A spokesperson for FIFA confirmed to ESPN Mexico that this latest round of punishment would not include other sanctions such as banning fans from its matches.
In June, Mexico was ordered to play its next two official home games behind closed doors, after the presence of the anti-gay chant throughout the CONCACAF Pre-Olympic Qualifying Tournament in Guadalajara, Jalisco last April.
“The chant is discriminatory and is moving us away from FIFA competitions,” Mexican federation president Yon de Luisa said in response to the match ban during a news conference in June. “To those who think it’s fun to [do it], I have news for you. It’s not.”
The Mexican federation has been hit with 16 fines for the chant since 2015, paying just over $336,000 since the first instance. During the match on May 29, FIFA’s three-step protocol against discrimination was put into action after fans repeatedly directed the anti-gay slur at Iceland goalkeeper Runar Runarsson after goal kicks.
The protocol’s first step calls for public address announcers at the stadium to call on fans to cease the discriminatory action. The second step allows the referee to temporarily halt the match in case of a reoccurrence, and the third step can result in match abandonment.

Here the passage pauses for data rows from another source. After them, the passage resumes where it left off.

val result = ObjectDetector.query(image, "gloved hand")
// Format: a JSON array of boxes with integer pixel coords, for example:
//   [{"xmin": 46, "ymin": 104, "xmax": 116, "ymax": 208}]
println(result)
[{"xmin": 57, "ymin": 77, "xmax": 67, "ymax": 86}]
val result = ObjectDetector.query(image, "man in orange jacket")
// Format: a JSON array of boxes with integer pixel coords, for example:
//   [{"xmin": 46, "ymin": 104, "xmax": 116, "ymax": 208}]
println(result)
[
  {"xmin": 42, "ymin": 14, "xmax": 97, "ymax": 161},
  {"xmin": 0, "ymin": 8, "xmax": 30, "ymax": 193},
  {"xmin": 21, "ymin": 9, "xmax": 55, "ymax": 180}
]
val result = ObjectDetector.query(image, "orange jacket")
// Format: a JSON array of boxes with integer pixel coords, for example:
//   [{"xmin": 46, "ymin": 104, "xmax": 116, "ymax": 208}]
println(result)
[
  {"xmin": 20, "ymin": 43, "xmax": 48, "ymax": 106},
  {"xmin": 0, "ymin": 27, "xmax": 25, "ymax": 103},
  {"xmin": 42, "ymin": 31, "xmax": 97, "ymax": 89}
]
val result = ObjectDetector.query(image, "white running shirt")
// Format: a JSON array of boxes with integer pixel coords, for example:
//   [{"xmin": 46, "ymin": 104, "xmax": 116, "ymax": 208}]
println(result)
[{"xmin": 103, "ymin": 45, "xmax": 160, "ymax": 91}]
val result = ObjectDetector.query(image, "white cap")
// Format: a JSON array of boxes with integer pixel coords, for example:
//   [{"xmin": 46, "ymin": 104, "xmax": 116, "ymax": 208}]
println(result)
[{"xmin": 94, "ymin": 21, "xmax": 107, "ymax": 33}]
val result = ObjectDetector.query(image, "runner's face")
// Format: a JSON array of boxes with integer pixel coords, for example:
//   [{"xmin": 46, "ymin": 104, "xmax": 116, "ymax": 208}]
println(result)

In Arlington, referee Ted Unkel was prompted to stop the game momentarily at the 62nd minute, though the match was ultimately allowed to finish, resulting in a 2-1 victory for Mexico.
Though the FMF was spared a more serious penalty this time around, more recent instances of the chant at games could still result in added punishments.
On July 10, during El Tri‘s Gold Cup opener versus Trinidad and Tobago, the chant persisted even after the first two steps of FIFA’s protocol were enforced.
On the eve of Mexico’s domestic league restarting on July 22, a news conference has been scheduled by both Liga MX and the FMF to address the continuing issue of anti-gay discrimination at matches.
It is expected that the upcoming season, tentatively titled Apertura (Opening) 2021, will be renamed as part of a campaign to curb the chant’s usage across Mexican soccer.